Source: ForexYard
The EUR sunk to its lowest level since early October following comments by both Moody’s and Fitch. The rating agencies criticized last week’s EU economic summit which fell short of a solution to the current fiscal problems. There is a risk of additional sovereign credit downgrades before the end of the year which would weigh on market sentiment and the EUR.
Equities are off to a poor start today with the Shanghai Composite finishing lower by 1.9% to close on a 33-month low. Today we’ll be getting a slew of data releases from Europe. This morning there will be UK CPI which is expected to show a decline from last month’s high. Should inflation come in under last month’s 5% reading this would support additional QE from the BoE. The GBP/USD has support at 1.5520 followed by the November 25th low of 1.5420.
German sentiment is expected to fall further as the EU economy looks set to slip into a recession.
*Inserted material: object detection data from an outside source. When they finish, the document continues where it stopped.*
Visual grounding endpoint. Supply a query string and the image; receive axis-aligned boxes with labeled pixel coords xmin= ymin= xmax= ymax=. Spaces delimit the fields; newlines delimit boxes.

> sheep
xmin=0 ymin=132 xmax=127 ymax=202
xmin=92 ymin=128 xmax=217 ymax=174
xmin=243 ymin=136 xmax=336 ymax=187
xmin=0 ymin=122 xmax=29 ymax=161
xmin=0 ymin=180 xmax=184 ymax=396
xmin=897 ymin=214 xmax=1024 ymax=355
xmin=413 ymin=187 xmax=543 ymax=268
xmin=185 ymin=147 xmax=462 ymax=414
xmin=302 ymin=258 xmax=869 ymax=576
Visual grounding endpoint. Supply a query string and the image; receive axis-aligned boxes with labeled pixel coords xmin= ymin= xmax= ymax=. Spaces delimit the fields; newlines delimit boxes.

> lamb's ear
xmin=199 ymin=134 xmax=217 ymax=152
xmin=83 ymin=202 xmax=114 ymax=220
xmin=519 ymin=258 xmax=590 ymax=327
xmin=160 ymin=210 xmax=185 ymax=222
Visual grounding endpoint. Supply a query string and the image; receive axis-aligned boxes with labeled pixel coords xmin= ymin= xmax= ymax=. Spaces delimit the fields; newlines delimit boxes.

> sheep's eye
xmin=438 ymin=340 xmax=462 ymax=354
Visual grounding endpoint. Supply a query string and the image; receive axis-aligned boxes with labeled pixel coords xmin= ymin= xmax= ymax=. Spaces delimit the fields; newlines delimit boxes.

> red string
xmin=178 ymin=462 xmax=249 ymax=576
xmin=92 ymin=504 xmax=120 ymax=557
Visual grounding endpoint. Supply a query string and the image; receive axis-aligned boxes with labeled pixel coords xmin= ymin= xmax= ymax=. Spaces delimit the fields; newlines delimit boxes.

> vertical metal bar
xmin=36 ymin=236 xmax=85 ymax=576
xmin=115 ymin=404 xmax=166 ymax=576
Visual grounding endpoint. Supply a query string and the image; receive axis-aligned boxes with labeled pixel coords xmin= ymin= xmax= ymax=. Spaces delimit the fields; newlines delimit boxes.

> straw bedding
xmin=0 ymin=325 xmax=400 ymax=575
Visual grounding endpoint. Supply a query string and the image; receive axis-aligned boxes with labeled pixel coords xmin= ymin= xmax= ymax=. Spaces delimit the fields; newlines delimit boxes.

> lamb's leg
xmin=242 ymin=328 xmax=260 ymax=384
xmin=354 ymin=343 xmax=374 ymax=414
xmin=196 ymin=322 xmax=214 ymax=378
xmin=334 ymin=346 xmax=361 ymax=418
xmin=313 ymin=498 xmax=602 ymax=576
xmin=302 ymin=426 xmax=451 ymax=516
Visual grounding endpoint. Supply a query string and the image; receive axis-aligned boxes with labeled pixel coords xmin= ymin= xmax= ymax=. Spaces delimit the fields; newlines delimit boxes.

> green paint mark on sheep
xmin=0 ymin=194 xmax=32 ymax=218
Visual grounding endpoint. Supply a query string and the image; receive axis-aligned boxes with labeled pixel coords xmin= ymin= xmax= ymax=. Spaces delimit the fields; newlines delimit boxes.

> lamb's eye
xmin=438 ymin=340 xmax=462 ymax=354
The EUR/USD has support at 1.3145 from the October low. A break here will put 1.3050 in play, the 61% Fibonacci retracement of the 2010-2011 rally from 1.1875 to 1.4940. Resistance is found at 1.3210 the November 25th low and 1.3240 the bottom of the channel line from December.
The highlight of the day will be the FOMC meeting. No policy changes are expected though the Fed could restructure some of its methods of communication with the public. The recent appreciation in the USD/JPY appears to be a result of overall USD strength rather than JPY weakness as the JPY is strengthening in the crosses. As such the USD/JPY could find resistance at 78.50 from its long term trend line from 2007.